This chapter focuses on the political economy of Iran, specifically the evolution, formation and role of the Iranian state before and after the Revolution. Using historical materialist analysis, it attempts to frame the origins of the state within its integration into global capitalism. This will be done by exploring Iran’s economic development in the early 20th century, land reform and industrialization after the Second World War, and responses to economic, political and social conditions, in particular the establishment of the Islamic Republic in 1979.
The state has played a crucial role in nearly all developing countries, especially with transformations in the ‘third world’ after 1945 (katouzian, 1981; Harris, 1983, 1986; Bromley, 1994). Rapid changes in the economy and society took place under the capitalist mode of production that had replaced pre-capitalism, a development that began in the West and later spread to the rest of the world. Iran was no exception to this process, and had to develop its own way of integrating into global capitalism. The transformation included such political developments as that of a parliament based on forms of popular representation.
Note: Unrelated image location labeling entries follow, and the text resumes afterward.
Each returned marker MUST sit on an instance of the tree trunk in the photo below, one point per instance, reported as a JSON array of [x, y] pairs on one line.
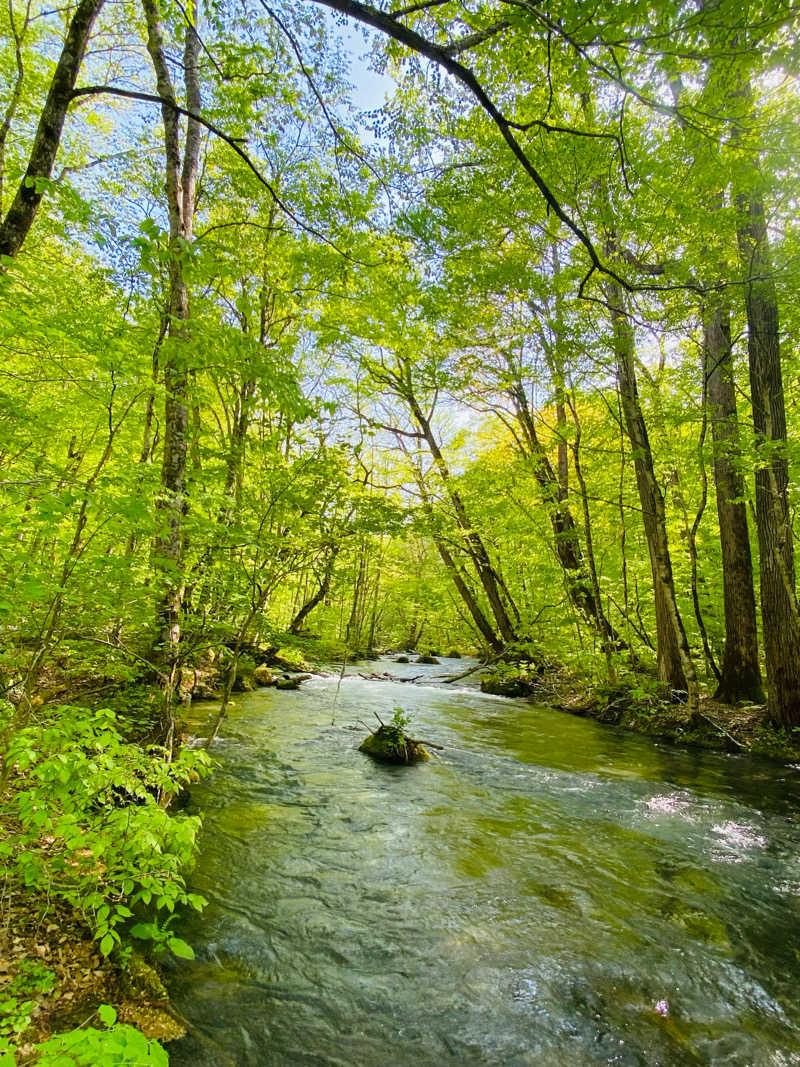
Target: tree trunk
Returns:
[[741, 677], [22, 211], [675, 667], [180, 189], [322, 591], [473, 541], [481, 623], [776, 550]]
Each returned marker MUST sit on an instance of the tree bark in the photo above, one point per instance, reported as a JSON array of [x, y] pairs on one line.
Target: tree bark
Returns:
[[776, 550], [319, 595], [19, 218], [473, 540], [180, 179], [741, 677], [675, 666]]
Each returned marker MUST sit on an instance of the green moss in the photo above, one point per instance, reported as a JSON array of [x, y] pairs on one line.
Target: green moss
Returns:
[[390, 745]]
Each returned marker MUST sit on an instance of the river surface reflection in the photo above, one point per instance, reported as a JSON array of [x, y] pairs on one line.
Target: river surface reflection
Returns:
[[550, 891]]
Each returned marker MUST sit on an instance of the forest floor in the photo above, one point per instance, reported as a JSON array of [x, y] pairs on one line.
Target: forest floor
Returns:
[[744, 728], [53, 978]]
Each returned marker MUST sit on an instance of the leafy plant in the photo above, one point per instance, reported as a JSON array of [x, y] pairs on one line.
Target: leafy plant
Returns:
[[115, 1046], [92, 829], [18, 999]]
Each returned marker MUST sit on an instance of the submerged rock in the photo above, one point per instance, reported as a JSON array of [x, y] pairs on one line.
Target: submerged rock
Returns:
[[390, 745], [287, 683]]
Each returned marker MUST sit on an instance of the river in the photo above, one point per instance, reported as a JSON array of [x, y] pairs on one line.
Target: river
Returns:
[[549, 891]]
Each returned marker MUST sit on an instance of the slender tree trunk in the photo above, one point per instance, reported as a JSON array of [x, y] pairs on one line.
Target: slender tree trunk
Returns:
[[19, 218], [180, 195], [474, 542], [741, 677], [565, 537], [675, 666], [322, 591], [481, 623]]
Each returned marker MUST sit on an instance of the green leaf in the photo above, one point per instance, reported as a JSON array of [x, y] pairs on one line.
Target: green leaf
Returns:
[[179, 948], [107, 1014]]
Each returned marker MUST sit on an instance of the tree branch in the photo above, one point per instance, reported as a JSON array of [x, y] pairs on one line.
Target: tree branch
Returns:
[[235, 143]]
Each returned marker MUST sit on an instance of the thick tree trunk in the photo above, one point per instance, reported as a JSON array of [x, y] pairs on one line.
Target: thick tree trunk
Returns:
[[776, 550], [741, 677], [19, 218], [675, 667]]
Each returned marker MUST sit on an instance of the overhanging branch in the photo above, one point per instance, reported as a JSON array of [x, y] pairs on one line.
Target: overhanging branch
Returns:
[[387, 25]]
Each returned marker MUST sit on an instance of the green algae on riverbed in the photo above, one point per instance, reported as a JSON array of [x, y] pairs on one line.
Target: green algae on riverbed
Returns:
[[542, 894]]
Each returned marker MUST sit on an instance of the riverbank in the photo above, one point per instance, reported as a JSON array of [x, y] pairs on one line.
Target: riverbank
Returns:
[[641, 707]]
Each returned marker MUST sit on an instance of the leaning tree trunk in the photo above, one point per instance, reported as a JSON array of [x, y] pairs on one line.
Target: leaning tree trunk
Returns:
[[322, 590], [474, 543], [740, 671], [22, 211], [565, 537], [481, 622], [675, 666], [776, 550]]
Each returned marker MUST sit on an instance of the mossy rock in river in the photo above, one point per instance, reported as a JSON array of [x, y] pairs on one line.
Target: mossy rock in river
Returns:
[[264, 675], [390, 745], [287, 683], [509, 684]]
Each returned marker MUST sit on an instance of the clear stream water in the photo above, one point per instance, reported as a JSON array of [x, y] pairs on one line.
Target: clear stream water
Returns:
[[549, 891]]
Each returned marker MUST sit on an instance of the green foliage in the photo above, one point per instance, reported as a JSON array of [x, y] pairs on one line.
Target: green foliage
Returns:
[[17, 1000], [92, 829], [115, 1046]]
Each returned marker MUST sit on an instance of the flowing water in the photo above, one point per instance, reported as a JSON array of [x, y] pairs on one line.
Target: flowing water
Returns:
[[549, 891]]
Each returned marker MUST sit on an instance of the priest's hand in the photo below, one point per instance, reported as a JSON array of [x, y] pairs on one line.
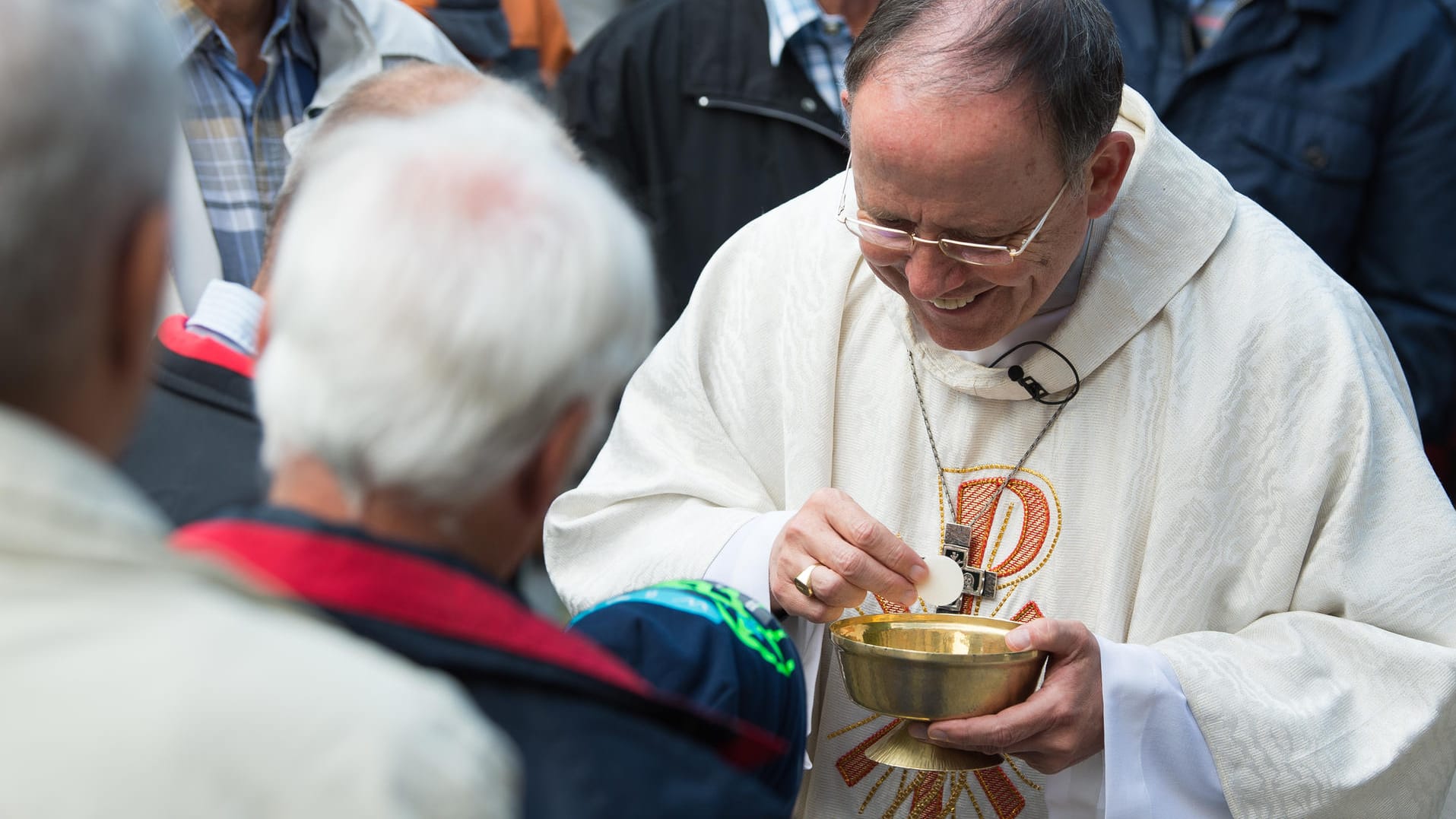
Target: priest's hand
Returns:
[[852, 553], [1058, 726]]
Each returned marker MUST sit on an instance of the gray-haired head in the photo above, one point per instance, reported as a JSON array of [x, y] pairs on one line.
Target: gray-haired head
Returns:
[[87, 130], [445, 287], [1064, 50], [399, 94]]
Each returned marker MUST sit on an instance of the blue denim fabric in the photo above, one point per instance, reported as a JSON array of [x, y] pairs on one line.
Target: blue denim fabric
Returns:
[[1340, 119]]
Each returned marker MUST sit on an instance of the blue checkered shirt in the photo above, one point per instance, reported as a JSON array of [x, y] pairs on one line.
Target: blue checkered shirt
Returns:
[[235, 129], [820, 43]]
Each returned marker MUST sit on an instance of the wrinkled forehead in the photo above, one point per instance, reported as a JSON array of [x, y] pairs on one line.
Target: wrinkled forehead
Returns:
[[938, 146]]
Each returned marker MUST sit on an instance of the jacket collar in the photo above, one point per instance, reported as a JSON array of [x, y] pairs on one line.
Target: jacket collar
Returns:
[[1152, 243], [173, 337], [347, 570], [724, 57]]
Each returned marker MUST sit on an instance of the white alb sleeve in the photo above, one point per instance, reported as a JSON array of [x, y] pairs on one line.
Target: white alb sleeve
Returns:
[[1155, 758], [743, 563]]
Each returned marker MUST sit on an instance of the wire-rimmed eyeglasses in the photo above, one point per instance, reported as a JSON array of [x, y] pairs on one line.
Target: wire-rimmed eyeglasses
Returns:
[[905, 241]]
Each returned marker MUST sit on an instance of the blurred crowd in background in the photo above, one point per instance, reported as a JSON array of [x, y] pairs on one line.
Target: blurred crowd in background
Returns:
[[318, 140]]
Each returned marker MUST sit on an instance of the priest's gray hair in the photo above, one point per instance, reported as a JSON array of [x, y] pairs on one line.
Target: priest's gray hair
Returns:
[[87, 130], [445, 289], [1064, 49]]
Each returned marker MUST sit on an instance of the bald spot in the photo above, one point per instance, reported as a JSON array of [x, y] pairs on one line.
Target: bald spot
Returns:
[[932, 159]]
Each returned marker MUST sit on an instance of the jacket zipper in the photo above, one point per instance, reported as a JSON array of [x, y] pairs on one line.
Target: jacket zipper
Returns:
[[772, 114]]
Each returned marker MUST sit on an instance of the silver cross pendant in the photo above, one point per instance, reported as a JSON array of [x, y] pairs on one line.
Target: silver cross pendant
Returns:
[[976, 582]]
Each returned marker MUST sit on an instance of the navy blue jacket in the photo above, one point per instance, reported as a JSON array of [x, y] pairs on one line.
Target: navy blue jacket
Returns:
[[1340, 119], [195, 446], [595, 738]]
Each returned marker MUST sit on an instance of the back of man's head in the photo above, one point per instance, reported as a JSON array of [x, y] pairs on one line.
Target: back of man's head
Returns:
[[399, 94], [445, 289], [86, 138], [1064, 52]]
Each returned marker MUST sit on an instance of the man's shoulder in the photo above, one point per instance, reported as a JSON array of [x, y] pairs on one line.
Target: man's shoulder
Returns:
[[227, 693], [654, 27], [401, 33], [1266, 284]]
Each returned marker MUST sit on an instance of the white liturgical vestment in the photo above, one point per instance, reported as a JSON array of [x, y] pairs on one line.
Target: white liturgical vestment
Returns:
[[1239, 487]]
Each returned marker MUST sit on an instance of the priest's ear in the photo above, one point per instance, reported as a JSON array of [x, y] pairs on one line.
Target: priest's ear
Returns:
[[1105, 171], [545, 474]]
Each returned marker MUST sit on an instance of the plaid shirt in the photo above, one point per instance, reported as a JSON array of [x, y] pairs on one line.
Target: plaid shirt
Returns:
[[235, 127], [820, 43]]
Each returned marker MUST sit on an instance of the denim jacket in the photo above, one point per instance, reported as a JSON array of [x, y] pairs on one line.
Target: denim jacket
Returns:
[[1340, 119]]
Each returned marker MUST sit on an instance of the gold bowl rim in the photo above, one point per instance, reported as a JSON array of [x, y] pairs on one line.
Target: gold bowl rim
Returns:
[[852, 646]]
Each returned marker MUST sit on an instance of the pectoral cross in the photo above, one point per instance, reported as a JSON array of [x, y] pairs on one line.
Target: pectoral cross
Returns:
[[977, 582]]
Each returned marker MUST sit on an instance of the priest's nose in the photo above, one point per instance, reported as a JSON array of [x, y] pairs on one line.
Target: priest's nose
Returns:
[[931, 275]]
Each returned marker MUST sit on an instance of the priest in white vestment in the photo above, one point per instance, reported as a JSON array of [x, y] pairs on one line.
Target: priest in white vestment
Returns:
[[1225, 531]]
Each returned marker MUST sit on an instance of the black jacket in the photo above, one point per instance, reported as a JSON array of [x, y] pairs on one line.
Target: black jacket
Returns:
[[195, 451], [677, 101], [595, 738]]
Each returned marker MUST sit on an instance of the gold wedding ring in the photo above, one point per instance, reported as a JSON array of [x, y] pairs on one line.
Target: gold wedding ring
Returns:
[[803, 580]]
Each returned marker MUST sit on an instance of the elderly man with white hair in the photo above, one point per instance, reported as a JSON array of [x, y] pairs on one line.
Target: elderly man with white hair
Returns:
[[455, 303], [135, 682]]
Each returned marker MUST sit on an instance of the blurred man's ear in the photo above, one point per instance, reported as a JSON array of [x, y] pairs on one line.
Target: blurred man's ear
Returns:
[[547, 472]]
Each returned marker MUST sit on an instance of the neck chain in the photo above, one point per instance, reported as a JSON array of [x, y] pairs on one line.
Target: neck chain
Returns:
[[957, 540]]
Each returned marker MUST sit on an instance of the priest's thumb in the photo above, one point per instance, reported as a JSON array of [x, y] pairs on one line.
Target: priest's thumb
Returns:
[[1018, 640]]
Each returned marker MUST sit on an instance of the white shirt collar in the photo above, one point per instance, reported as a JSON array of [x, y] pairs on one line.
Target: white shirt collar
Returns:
[[229, 313]]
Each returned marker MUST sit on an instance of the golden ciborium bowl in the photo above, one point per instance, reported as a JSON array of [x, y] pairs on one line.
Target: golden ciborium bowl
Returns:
[[932, 666]]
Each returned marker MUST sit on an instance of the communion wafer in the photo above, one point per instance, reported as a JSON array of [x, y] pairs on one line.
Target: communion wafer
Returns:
[[944, 583]]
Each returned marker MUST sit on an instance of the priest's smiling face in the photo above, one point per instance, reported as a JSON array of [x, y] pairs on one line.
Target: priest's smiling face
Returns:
[[975, 170]]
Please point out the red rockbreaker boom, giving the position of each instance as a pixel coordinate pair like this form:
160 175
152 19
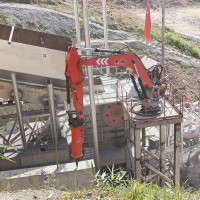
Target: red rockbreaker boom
150 84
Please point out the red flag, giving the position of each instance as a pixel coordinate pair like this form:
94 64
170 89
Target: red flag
147 29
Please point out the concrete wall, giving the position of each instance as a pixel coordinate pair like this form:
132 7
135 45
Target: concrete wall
66 176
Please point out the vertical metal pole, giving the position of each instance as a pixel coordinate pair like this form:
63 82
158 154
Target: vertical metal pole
163 32
143 137
199 99
105 30
77 23
177 153
137 154
162 151
127 135
91 85
19 111
53 118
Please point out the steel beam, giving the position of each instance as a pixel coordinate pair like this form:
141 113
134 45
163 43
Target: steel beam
54 130
52 114
162 151
137 154
19 111
91 85
177 153
105 30
163 32
77 23
143 137
127 135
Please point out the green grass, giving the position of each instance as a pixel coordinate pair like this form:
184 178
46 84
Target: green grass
4 20
134 190
112 183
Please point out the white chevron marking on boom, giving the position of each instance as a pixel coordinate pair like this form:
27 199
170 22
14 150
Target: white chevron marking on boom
98 63
105 61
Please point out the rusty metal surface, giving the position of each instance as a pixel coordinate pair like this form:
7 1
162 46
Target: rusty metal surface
33 38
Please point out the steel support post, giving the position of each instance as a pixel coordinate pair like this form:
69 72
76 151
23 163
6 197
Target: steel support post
54 130
19 111
163 32
167 135
78 36
91 85
137 154
105 30
127 136
52 114
162 151
143 137
177 153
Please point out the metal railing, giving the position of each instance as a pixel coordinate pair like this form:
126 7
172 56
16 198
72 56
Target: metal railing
171 105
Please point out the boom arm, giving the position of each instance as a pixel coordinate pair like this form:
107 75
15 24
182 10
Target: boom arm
74 76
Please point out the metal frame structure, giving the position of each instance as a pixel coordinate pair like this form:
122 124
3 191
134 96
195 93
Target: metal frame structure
133 146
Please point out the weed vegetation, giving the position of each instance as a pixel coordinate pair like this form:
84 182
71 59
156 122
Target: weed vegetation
113 183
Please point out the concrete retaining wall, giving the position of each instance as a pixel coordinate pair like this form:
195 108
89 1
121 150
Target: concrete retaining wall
66 176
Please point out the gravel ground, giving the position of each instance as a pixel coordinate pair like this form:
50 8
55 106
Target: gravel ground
184 20
42 194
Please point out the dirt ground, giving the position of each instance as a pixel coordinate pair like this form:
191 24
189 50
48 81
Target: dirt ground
42 194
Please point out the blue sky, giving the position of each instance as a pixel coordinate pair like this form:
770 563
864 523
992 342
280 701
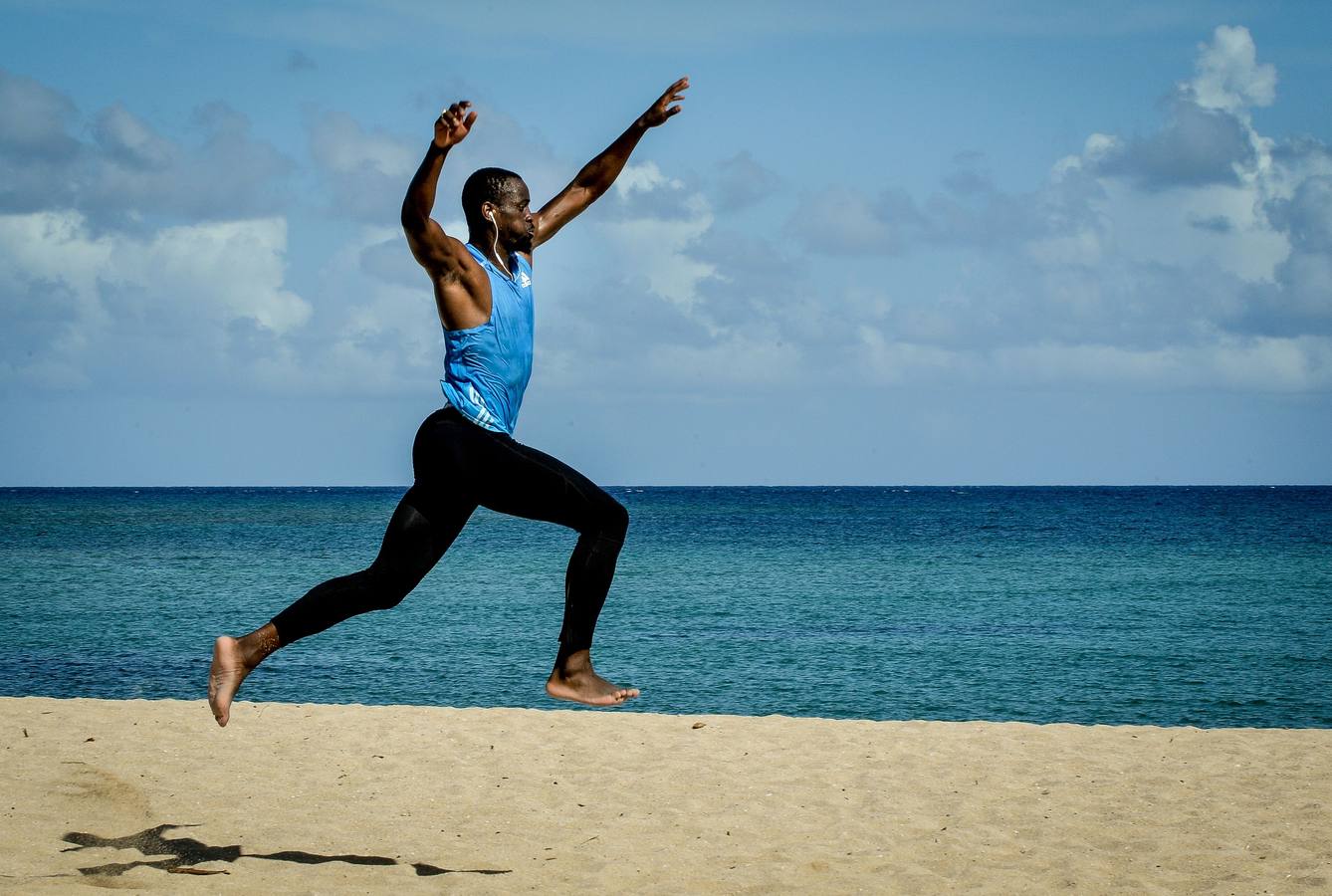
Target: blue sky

Iran has followed similar patterns of capitalist development to those of other ‘third world’ countries, initially adopting import substitution industrialization (ISI), and with state intervention along capitalist lines. It also had to conform to market demands, Increasingly after the rise of neoliberalism during the 1970s before and after the Iranian Revolution. These demands originated in global markets and were variously adapted locally.
With the global increase in the price of oil in the 1970s, oil-producing countries found themselves overwhelmed with the large flows of income they were receiving.